4. Peligros de las conexiones inalámbricas: Los dispositivos inalámbricos incrementan la productividad, agilizan los negocios y reducen los costes, siempre y cuando la información móvil privada permanezca segura, ya que son especialmente vulnerables al poder almacenar una gran cantidad de información confidencial corporativa o del cliente y a la vez pueden ser robados o perderse con facilidad. Uno de los mayores riesgos se presenta cuando se utilizan conexiones inalámbricas inseguras en lugares como hoteles o aeropuertos, razón por la cual las instituciones financieras deben ofrecer mecanismos seguros de comunicación a sus empleados móviles que codifiquen las comunicaciones inalámbricas y no se vean posteriormente comprometidas.

5. La evolución de las prácticas criminales: Para estar prevenidos ante acciones criminales, las instituciones financieras deben enfocar la seguridad proactivamente, lo que implica una renovación y evolución constante de los esfuerzos llevados a cabo en este aspecto. Las debilidades y fortalezas en las políticas y procedimientos corporativos deben ser revisadas con regularidad para asegurarse de que se encuentran en perfecta congruencia con las últimas tecnologías y las más novedosas tendencias de seguridad. Hoy en día, los ataques phishing se han convertido en uno de los mayores retos que deben afrontar las entidades.

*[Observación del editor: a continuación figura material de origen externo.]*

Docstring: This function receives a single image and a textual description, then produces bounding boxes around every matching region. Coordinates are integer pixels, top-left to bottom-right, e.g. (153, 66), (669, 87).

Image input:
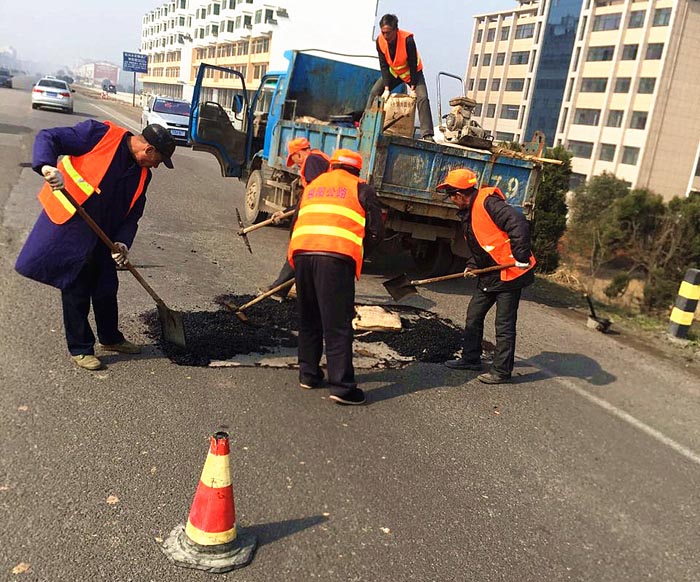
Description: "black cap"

6. Gestión de identificación y acceso: En este aspecto se debe garantizar que el acceso se encuentre limitado únicamente a las personas en un rol de "necesito saber", lo cual se ha venido llevando a cabo a través de la integración de sistemas de recursos humanos con fuertes sistemas de control de acceso, para reforzar así la seguridad contra amenazas tanto externas como internas. Algunos sistemas como el Federated Identity Management pueden ayudar a aligerar el reto al que se enfrentan las instituciones al momento de ofrecer el acceso a sus partners de negocio a sus sistemas.

7. Clientes: Por lo general no toman medidas de precaución adecuadas, lo que puede causar problemas de seguridad al acceder y utilizar los servicios online de sus instituciones financieras. Los usuarios creen que éstas se encargan de controlar las transacciones fraudulentas y por esto no son tan cuidadosos en este sector como sí lo serían en otro entorno como, por ejemplo, al realizar compras a través de Internet. Teniendo en cuenta que los clientes siguen siendo vulnerables a distintos tipos de fraudes como el phishing, los bancos necesitan concienciarlos constantemente sobre la importancia de adoptar medidas de seguridad, no sólo para protegerse a sí mismos, sino también para reducir el riesgo.

8. Normativas: Al tener en cuenta las diferencias regionales, las instituciones financieras se enfrentan a una variedad de retos en cuanto a seguridad, dependiendo de su ubicación geográfica. Los cambios realizados recientemente en la normativa estadounidense han motivado a las instituciones europeas a dar un paso más en la protección de la información del consumidor, asumiendo que la legislación europea pronto se involucrará más en esta problemática. El acuerdo de Basilea II, por ejemplo, pronto exigirá a todas las instituciones financieras que intensifiquen sus políticas y procedimientos en materia de gestión de seguridad.

De igual forma, las leyes de notificación del robo de identidad, que se han puesto en marcha en 36 estados de los Estados Unidos, han tenido un impacto significativo sobre las instituciones financieras, con un precio aproximado de 135 euros por cada denuncia entregada.